Youtu-Agent:通过自动化生成与混合策略优化提升智能体生产力
Youtu-Agent: Scaling Agent Productivity with Automated Generation and Hybrid Policy Optimization
December 31, 2025
作者: Yuchen Shi, Yuzheng Cai, Siqi Cai, Zihan Xu, Lichao Chen, Yulei Qin, Zhijian Zhou, Xiang Fei, Chaofan Qiu, Xiaoyu Tan, Gang Li, Zongyi Li, Haojia Lin, Guocan Cai, Yong Mao, Yunsheng Wu, Ke Li, Xing Sun
cs.AI
摘要
现有大型语言模型(LLM)智能体框架面临两大挑战:高配置成本与静态能力局限。构建高质量智能体往往需要投入大量人工进行工具集成与提示词工程,而已部署的智能体若缺乏昂贵的微调则难以适应动态环境。为解决这些问题,我们提出Youtu-Agent——一个面向LLM智能体自动化生成与持续演进的模块化框架。该框架采用结构化配置系统,将执行环境、工具集与上下文管理解耦,实现灵活复用与自动化合成。
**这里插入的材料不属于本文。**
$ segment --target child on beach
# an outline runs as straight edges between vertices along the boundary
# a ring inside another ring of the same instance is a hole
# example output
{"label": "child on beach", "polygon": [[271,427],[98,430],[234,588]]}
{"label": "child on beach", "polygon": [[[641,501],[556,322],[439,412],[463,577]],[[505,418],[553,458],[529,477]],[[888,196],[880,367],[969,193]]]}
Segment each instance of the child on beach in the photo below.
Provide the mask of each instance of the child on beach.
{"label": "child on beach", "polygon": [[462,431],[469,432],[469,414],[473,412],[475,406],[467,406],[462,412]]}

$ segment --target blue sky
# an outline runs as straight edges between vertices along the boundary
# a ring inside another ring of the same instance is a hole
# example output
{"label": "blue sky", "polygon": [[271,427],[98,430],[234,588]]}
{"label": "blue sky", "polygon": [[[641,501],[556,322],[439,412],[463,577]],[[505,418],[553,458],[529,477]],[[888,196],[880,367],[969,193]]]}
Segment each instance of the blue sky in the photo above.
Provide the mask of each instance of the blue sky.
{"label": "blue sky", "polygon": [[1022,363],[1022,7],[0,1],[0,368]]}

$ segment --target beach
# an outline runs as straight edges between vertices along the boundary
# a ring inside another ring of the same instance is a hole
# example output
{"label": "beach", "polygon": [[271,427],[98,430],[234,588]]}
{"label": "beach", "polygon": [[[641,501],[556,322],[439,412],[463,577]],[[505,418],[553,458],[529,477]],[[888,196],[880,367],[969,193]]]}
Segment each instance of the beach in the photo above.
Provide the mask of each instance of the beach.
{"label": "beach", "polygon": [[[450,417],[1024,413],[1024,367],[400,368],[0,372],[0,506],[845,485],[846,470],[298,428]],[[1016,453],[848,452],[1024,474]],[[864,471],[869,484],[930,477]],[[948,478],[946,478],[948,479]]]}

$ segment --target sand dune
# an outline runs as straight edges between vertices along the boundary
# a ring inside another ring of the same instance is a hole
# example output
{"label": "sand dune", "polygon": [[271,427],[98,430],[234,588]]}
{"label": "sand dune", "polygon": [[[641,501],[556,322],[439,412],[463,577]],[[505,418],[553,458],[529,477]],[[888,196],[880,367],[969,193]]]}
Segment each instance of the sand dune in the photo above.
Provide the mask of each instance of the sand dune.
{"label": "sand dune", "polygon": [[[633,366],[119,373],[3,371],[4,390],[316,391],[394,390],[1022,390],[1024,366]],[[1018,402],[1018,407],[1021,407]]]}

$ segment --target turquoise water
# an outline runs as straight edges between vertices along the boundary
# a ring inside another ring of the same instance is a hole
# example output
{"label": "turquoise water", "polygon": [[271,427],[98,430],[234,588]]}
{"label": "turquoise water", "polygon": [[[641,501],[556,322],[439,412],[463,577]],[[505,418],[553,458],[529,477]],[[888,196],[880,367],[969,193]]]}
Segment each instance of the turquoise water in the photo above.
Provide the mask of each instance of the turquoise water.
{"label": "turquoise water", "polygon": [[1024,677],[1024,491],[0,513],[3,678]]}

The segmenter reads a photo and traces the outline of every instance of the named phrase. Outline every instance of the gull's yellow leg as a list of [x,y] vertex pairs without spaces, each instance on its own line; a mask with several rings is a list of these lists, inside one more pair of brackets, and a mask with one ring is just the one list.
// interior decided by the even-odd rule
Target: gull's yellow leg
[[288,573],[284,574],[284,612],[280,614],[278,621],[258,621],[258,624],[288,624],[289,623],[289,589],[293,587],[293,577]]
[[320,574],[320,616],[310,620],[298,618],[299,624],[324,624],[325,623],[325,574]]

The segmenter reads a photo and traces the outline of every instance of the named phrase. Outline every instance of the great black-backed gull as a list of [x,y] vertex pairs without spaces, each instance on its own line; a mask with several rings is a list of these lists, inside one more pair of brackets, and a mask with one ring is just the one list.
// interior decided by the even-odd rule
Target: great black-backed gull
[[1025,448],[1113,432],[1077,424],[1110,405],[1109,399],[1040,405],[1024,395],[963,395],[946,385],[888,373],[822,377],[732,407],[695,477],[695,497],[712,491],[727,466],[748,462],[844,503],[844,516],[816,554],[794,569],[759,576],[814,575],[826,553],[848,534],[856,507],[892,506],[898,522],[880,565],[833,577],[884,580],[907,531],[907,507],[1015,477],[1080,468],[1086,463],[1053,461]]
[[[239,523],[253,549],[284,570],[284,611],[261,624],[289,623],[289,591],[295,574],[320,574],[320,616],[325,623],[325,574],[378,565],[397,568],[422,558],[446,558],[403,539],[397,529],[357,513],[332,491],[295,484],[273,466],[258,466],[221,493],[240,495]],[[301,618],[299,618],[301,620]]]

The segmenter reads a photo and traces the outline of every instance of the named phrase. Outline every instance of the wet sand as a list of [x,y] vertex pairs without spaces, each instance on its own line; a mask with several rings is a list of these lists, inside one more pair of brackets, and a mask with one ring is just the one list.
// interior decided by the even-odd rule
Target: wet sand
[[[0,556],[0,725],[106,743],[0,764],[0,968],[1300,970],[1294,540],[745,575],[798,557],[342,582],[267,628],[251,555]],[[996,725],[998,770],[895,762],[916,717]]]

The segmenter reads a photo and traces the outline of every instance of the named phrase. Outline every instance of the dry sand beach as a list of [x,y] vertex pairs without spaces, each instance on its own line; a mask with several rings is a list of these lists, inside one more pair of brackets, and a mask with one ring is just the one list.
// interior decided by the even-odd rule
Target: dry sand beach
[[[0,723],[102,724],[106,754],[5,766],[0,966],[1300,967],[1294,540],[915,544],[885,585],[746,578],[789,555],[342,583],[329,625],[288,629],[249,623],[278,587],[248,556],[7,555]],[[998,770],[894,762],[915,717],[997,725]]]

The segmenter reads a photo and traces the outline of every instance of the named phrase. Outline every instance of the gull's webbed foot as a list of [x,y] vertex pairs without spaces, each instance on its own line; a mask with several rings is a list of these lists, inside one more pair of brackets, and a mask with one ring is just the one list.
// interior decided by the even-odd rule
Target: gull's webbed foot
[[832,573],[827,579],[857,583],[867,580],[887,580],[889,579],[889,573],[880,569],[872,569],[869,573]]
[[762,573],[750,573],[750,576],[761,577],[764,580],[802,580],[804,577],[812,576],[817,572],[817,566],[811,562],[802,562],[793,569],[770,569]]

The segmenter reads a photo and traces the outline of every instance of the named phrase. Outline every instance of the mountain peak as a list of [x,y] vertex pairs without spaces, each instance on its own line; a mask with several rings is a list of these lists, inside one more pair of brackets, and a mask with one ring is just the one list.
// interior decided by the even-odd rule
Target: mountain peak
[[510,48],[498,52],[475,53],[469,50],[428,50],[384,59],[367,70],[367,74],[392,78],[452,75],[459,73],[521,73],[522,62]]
我们引入两种生成范式:面向标准任务的工作流模式,以及针对复杂非标需求的元智能体模式,可自动生成工具代码、提示词及配置方案。此外,Youtu-Agent建立了混合策略优化体系:(1)智能体实践模块通过上下文优化使智能体无需参数更新即可积累经验提升性能;(2)智能体强化学习模块对接分布式训练框架,支持任意Youtu-Agent以端到端、大规模方式进行可扩展的稳定强化学习。实验表明,Youtu-Agent在WebWalkerQA(71.47%)和GAIA(72.8%)基准上使用开源权重模型达到领先水平。我们的自动化生成管道工具合成成功率超81%,实践模块将AIME 2024/2025任务性能分别提升2.7%和5.4%。智能体强化学习训练在7B参数LLM上实现40%加速且性能稳定提升,在数学与通用/多跳问答基准上分别将代码推理和搜索能力最高提升35%和21%。
English
Existing Large Language Model (LLM) agent frameworks face two significant challenges: high configuration costs and static capabilities. Building a high-quality agent often requires extensive manual effort in tool integration and prompt engineering, while deployed agents struggle to adapt to dynamic environments without expensive fine-tuning. To address these issues, we propose Youtu-Agent, a modular framework designed for the automated generation and continuous evolution of LLM agents. Youtu-Agent features a structured configuration system that decouples execution environments, toolkits, and context management, enabling flexible reuse and automated synthesis. We introduce two generation paradigms: a Workflow mode for standard tasks and a Meta-Agent mode for complex, non-standard requirements, capable of automatically generating tool code, prompts, and configurations. Furthermore, Youtu-Agent establishes a hybrid policy optimization system: (1) an Agent Practice module that enables agents to accumulate experience and improve performance through in-context optimization without parameter updates; and (2) an Agent RL module that integrates with distributed training frameworks to enable scalable and stable reinforcement learning of any Youtu-Agents in an end-to-end, large-scale manner. Experiments demonstrate that Youtu-Agent achieves state-of-the-art performance on WebWalkerQA (71.47\%) and GAIA (72.8\%) using open-weight models. Our automated generation pipeline achieves over 81\% tool synthesis success rate, while the Practice module improves performance on AIME 2024/2025 by +2.7\% and +5.4\% respectively. Moreover, our Agent RL training achieves 40\% speedup with steady performance improvement on 7B LLMs, enhancing coding/reasoning and searching capabilities respectively up to 35\% and 21\% on Maths and general/multi-hop QA benchmarks.